Выбрать главу

Если гора была центром обитания группы людей, общины, племени, рода, то «горой» дома или палатки кочевника, семьи вообще, являлся очаг. Сбоку от очага иногда вкапывали столб. Дым от очага выходил через отверстие в крыше, через это же отверстие в жилье проникал свет. Дом, как и мир, часто был трехэтажным, и его этажи-сферы соединялись съемными лестницами. Отверстие для дыма и света служило «воротами в небо», а очаг — «воротами в землю». Сам дом, таким образом, был самостоятельным микромиром и элементом связи сфер микромира. В обрядах «ворота в небо» олицетворял череп барана, «ворота в землю» — череп собаки.

Богов с горы можно было вызвать посредством сжигания ветвей можжевельника.

Таким образом, каждый тибетец, каждая тибетская община или племя тысячью нитей были связаны как с большим миром, сферами неба и земли, так и с микромиром данного района и микромиром своего дома, своего семейного очага. Эти традиционные представления во многом определяли облик тибетской культуры, как внешний — модель дома, кучи камней на крышах, воткнутые туда же флаги и ветки, обо на перевалах, отношение тибетцев к окружающей природе, одухотворение ее (культ высоты, гор), так и внутренний, духовный мир тибетца — его поведение в быту, при отправлении обрядов. Эти представления, первобытная сущность которых очевидна, переплелись и слились с буддизмом, образовав тот комплекс идей, который характеризовал мировоззрение средневекового тибетца.

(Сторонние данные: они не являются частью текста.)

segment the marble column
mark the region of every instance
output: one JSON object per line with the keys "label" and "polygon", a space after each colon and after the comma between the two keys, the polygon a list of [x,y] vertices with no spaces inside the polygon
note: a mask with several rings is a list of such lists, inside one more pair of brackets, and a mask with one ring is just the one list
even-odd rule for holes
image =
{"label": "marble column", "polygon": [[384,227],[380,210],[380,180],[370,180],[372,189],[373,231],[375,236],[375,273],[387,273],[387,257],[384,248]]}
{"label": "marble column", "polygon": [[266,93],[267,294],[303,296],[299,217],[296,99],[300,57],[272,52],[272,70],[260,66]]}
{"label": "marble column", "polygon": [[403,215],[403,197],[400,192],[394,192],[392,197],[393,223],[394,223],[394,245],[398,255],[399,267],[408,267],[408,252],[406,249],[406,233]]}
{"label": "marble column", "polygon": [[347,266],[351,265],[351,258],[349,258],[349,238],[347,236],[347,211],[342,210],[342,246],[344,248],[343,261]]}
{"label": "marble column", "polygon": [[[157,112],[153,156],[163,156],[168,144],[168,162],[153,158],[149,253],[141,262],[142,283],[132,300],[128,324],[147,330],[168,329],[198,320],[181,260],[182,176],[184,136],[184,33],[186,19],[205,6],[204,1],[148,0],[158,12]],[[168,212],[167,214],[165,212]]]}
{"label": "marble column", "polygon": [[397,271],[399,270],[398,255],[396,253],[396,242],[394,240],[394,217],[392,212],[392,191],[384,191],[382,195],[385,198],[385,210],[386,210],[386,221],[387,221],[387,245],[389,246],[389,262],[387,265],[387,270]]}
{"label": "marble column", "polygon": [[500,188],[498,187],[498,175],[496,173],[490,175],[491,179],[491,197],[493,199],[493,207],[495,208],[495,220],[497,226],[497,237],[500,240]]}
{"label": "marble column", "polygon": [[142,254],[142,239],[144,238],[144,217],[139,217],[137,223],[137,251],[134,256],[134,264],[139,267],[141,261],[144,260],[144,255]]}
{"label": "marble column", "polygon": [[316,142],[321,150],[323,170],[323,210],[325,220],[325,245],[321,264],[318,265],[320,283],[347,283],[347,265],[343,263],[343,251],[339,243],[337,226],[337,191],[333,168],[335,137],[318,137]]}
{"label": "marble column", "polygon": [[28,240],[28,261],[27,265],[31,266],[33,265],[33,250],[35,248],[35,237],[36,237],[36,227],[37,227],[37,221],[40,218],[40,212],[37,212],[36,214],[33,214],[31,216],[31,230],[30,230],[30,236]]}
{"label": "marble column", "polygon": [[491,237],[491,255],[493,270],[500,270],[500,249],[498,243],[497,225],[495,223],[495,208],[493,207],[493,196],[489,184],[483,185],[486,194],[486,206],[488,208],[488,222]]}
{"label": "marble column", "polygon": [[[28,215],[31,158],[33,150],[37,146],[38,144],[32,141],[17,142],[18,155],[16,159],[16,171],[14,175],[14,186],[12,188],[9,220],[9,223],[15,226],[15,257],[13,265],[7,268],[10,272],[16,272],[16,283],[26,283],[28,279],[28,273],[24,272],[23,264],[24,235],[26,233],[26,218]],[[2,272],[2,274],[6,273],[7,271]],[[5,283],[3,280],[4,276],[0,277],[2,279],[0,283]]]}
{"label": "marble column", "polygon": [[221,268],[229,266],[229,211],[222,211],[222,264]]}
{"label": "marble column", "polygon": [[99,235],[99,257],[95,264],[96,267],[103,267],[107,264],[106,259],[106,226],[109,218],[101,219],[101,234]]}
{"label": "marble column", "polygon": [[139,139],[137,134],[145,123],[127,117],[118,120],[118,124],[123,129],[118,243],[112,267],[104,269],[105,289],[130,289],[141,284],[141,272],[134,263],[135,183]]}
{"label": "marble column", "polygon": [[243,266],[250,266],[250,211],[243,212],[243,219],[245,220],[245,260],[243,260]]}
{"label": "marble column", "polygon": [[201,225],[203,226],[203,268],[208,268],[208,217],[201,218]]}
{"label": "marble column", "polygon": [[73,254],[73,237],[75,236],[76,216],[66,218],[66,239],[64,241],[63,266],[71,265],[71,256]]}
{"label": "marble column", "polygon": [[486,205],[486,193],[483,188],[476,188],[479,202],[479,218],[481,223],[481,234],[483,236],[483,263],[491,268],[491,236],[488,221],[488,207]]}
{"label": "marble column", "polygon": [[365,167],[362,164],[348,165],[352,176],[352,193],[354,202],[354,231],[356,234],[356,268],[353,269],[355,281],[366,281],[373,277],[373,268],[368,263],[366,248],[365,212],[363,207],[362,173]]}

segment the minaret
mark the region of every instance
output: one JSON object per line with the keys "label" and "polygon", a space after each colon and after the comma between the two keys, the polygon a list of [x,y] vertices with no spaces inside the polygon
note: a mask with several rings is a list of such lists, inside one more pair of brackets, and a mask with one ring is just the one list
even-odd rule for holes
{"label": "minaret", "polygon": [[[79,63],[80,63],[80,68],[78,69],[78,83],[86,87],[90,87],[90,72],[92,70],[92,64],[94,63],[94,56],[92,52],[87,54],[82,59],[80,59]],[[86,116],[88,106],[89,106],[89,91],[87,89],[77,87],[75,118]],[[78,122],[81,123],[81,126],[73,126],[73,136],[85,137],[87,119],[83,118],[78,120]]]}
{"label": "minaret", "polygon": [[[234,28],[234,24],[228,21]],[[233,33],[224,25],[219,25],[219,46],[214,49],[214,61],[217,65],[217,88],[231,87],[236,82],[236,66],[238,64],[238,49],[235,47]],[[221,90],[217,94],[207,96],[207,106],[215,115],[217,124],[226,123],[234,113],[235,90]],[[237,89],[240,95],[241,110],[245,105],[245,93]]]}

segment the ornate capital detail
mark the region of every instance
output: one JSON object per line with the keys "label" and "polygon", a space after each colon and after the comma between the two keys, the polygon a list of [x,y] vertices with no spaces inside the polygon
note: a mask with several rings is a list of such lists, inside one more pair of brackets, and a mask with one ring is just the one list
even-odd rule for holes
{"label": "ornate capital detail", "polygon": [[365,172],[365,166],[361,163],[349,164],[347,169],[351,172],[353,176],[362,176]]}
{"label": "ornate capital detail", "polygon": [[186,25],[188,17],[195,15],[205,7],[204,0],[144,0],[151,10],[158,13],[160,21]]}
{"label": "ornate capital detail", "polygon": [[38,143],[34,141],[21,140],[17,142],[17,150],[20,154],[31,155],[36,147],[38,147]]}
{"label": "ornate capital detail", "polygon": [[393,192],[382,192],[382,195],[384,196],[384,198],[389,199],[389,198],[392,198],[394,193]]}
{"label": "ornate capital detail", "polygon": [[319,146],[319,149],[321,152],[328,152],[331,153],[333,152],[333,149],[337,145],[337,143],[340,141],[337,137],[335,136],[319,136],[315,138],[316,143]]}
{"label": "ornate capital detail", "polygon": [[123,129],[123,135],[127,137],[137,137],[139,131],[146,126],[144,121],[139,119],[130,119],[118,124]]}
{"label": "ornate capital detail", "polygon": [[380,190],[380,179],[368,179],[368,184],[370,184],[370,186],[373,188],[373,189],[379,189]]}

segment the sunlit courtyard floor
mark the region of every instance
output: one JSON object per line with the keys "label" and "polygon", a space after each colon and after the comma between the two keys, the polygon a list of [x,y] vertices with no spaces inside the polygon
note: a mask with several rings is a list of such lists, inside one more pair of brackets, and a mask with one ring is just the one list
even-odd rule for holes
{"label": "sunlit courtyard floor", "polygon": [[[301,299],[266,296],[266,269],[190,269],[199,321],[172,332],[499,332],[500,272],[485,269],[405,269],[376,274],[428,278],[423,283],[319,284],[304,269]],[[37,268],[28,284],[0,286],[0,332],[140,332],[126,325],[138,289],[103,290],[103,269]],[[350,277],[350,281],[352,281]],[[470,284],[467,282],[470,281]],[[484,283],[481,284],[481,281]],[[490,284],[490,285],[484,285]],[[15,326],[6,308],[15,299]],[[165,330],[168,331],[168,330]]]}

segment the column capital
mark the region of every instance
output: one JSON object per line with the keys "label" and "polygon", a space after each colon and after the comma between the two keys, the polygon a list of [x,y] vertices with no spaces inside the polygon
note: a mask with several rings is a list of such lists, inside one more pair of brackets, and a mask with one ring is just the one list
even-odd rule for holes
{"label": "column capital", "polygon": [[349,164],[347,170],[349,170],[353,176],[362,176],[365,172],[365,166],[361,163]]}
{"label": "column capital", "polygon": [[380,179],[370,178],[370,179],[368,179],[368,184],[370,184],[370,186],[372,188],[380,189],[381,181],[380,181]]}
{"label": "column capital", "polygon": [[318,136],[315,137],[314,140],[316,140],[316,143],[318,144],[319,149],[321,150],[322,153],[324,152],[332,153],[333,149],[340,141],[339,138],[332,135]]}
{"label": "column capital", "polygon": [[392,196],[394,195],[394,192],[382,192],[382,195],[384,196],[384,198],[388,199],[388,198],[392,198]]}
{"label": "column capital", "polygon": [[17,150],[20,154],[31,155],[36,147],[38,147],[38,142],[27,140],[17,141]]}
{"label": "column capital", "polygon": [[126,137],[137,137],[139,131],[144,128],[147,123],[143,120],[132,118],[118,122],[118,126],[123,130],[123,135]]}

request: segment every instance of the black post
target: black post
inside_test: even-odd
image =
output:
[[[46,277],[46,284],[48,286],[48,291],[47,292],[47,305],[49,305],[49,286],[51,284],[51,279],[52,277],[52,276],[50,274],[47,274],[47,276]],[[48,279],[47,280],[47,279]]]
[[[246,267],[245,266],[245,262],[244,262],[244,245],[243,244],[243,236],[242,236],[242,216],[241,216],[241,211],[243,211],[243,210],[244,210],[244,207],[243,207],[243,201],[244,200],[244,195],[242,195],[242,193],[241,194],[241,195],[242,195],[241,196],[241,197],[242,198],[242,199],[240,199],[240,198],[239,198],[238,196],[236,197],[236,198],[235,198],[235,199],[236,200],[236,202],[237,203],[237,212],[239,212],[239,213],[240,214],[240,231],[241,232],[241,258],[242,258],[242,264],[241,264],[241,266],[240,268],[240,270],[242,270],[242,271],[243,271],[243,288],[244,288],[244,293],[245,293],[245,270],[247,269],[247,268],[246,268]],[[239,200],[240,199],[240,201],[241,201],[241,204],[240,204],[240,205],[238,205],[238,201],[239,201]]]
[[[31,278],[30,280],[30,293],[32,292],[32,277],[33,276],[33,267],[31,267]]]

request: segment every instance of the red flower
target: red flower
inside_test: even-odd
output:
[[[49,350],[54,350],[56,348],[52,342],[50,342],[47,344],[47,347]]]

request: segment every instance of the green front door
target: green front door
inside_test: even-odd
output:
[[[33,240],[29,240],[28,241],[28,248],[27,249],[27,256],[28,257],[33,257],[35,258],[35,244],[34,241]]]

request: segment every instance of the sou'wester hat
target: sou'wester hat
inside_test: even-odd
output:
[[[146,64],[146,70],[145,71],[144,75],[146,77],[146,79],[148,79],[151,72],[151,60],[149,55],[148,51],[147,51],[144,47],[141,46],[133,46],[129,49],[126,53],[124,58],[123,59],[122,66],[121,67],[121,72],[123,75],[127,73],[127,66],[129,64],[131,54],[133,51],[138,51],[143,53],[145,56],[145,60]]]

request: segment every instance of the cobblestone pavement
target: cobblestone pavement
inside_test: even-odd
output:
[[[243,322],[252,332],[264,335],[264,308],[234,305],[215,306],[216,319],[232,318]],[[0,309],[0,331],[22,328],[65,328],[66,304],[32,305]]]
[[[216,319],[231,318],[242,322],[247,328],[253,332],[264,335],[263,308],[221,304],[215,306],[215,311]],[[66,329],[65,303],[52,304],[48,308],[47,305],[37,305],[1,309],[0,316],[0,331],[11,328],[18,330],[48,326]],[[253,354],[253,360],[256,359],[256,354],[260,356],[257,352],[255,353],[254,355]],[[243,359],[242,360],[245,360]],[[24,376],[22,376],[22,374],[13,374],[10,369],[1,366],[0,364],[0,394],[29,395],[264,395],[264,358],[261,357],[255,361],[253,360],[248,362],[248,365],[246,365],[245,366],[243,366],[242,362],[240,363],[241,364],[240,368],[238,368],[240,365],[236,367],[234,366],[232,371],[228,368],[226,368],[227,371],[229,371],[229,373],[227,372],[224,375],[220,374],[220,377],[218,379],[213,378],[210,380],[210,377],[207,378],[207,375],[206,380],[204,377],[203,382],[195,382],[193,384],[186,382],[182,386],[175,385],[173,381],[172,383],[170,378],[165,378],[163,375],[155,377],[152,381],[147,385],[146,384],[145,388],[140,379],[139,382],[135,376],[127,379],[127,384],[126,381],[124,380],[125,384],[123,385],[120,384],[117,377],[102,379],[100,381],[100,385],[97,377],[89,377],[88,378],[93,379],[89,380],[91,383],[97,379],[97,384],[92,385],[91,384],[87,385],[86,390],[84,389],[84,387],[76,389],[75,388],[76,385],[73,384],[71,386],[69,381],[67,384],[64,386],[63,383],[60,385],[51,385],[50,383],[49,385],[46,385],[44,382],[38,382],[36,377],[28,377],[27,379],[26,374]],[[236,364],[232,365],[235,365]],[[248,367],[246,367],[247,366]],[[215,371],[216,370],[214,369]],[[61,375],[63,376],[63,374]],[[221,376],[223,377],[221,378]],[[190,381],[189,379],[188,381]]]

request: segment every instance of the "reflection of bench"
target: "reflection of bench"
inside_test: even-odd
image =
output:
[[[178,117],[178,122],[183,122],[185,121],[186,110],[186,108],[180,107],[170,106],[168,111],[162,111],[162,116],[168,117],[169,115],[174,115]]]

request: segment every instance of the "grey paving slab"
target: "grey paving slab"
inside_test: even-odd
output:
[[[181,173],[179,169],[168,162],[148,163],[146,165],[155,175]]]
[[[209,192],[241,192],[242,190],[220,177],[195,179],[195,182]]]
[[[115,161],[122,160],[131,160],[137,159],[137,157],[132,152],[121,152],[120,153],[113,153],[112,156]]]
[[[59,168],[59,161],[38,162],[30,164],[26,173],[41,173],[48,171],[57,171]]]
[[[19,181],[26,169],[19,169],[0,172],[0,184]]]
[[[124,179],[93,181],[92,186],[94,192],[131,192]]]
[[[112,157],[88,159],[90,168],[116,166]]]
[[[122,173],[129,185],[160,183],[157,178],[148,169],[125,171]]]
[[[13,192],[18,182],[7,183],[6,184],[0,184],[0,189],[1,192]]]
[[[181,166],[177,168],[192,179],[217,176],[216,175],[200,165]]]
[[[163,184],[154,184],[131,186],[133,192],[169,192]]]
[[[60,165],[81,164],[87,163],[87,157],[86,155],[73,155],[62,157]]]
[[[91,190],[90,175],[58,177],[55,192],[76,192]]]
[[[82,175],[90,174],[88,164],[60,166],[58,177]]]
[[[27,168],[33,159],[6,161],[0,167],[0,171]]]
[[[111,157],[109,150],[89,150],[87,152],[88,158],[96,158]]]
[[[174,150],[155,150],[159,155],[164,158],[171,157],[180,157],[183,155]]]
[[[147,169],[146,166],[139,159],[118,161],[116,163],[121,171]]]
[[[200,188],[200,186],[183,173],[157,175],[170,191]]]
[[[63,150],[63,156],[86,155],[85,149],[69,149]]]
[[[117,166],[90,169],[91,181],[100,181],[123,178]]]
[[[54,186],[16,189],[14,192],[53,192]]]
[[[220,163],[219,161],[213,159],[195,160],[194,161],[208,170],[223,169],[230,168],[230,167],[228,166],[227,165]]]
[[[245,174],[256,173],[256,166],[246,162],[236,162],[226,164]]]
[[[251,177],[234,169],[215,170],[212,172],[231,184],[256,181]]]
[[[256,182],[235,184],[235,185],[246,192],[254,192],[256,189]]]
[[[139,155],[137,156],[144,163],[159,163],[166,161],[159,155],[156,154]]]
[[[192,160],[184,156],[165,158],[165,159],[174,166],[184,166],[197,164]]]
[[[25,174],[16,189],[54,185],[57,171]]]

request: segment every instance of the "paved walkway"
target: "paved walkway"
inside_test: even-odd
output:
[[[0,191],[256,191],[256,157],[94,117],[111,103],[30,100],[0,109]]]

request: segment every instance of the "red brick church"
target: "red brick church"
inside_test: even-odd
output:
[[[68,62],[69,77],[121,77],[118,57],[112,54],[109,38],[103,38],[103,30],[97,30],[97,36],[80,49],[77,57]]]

Всякая культура обладает набором зрительных знаков-символов, жестов и т. п., являющихся дополнением к звуковому сигналу — речи. «В основе отношений между разнообразными символами одной и той же системы лежат традиционные правила» [52, 83]. Традиционное тибетское приветствие состоит в том, что тибетец правой рукой снимает с головы шляпу, кланяется, полуприседая, наклоняя голову левым ухом вперед, высовывает при этом до предела язык и говорит: «Тэму!» («Здравствуйте!»), высунутый язык означал: «Пусть гость видит сам, что в руках у меня нет оружия, а язык у меня красный. Если бы я замышлял отравить вас, язык мой был бы черным» [12, 23]. Часто, кроме этого, тибетец правой рукой оттягивал еще свою правую щеку, и левой почесывал затылок. Если встречный и заведомо знатный человек ехал на коне, то тибетец, если он верхом, обязательно сходил с лошади, а если шел пешком, то уступал дорогу и, сойдя на обочину, присовокуплял: «Гуце ринг!» («Долголетия уважаемому господину!»). Разговаривая с человеком предположительно более высокого социального положения, чем его собственное, тибетец в знак почтения почесывал затылок, прикладывал руку к своей ляжке и называл собеседника гушу — высокородный. Старшим и знатным в беседе обязательно кивали головой, выражая тем самым одобрение их словам, и поминутно добавляли, как бы всасывая в себя воздух: «лагсо, лагсо» («хорошо», «хорошо»). Только люди племени голок при встречах не высовывали язык, а приветствовали друг друга поцелуем.

Поднятый вверх большой палец означал у тибетцев «хорошо, очень хорошо», а поднятый мизинец — «плохо, очень плохо». Промежуточные пальцы указывали на соответствующее качество или состояние (от хорошего к плохому). Два больших или два малых пальца, выставленных или поднятых одновременно, означали соответственно высшую похвалу или крайнее порицание. Выражая сочувствие, тибетец склонял голову и, прижавшись ею к голове другого, высовывал язык. Отрицательный ответ нередко сопровождался быстрыми движениями руки, повернутой ладонью вверх.

Почетных гостей в Тибете встречали местным «хлебом и солью» — блюдом цзамбы, украшенной фигурками из масла. Отъезжающих гостей, желая им благополучия и счастья, осыпали зерном. При выезде из села или дома пожилые женщины — ама подавали отъезжающим гостям прощальную чашу пива — чанкал, держа в правой руке чашу с пивом, а в левой — блюдо с цзамбой. В чашу с пивом насыпалась щепотка цзамбы, и чаша подавалась уезжающему с пожеланием благополучного возвращения. Почетных гостей или друзей провожали иногда в течение всего первого дня пути.